15 agosto 2009 - Nei prossimi anni l’India potrebbe andare incontro a una crisi idrica senza precedenti e potenzialmente distruttiva, a causa soprattutto degli eccessi dell’agricoltura locale. Lo afferma un articolo pubblicato nei giorni scorsi da Nature.
Non è certo la prima volta in cui si richiama l’attenzione sulla questione dell’oro blu e sull’insostenibilità degli attuali modelli di consumo, specialmente nei Paesi a più rapido tasso di crescita economica. Ma questa volta i numeri messi sul tavolo sono davvero impressionanti. L’allarme nasce dall’elaborazione di dati raccolti dal Goddard Space Flight Center della Nasa, a Greenbelt nel Maryland, e del German Aerospace Center (DLR) che hanno monitorato l’andamento delle risorse idriche negli stati indiani del Rajasthan, del Punjab e dell’Haryana, che include anche la città di New Delhi.
Tra l’agosto 2002 e l’ottobre 2008 si rileva una perdita pari a 109 chilometri cubi di acqua di superficie, l’equivalente di 109 miliardi di metri cubi. Si tratta di un valore doppio rispetto a quello del maggior bacino idrico dell’India - l’Upper Wainganga - e circa triplo rispetto alla capacità del Lake Mead in Nevada, la più importante riserva d’acqua degli Stati Uniti.
Il problema delle risorse idriche è noto da tempo in India, ma questo lavoro ha suggerito che il tasso di depauperamento potrebbe essere del 20 per cento superiore rispetto a quanto ammesso fino ad oggi dalle autorità indiane.
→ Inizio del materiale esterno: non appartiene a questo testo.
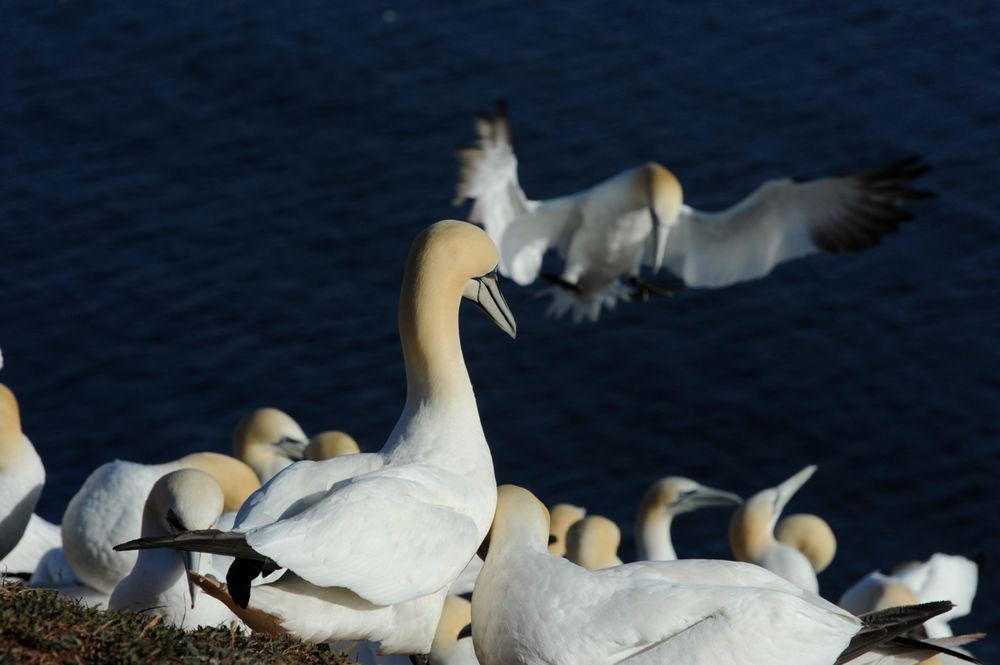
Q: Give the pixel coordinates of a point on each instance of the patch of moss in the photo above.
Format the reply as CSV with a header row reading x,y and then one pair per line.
x,y
37,626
Un secondo studio, condotto dai ricercatori dell’Università del Colorado e del National Center for Atmospheric Research ha confermato queste valutazioni, giungendo alla conclusione che il solo sfruttamento intensivo delle aree irrigate nel Nord dell’India, nel Pakistan Orientale e in alcune regioni del Bangladesh - tutte zone dove l’agricoltura è responsabile del 95 per cento della domanda d’acqua potabile - comporta una perdita di groundwater pari a circa 54 chilometri cubi ogni anno.
Una volta tanto, per altro, non possono essere chiamati in causa - come colpevoli - i cambiamenti climatici. Risulta, infatti, che la piovosità media negli ultimi cinque anni è stata del tutto in linea con gli andamenti storici. Quindi, le recenti anomalie sono effettivamente imputabili solo alle modalità di consumo.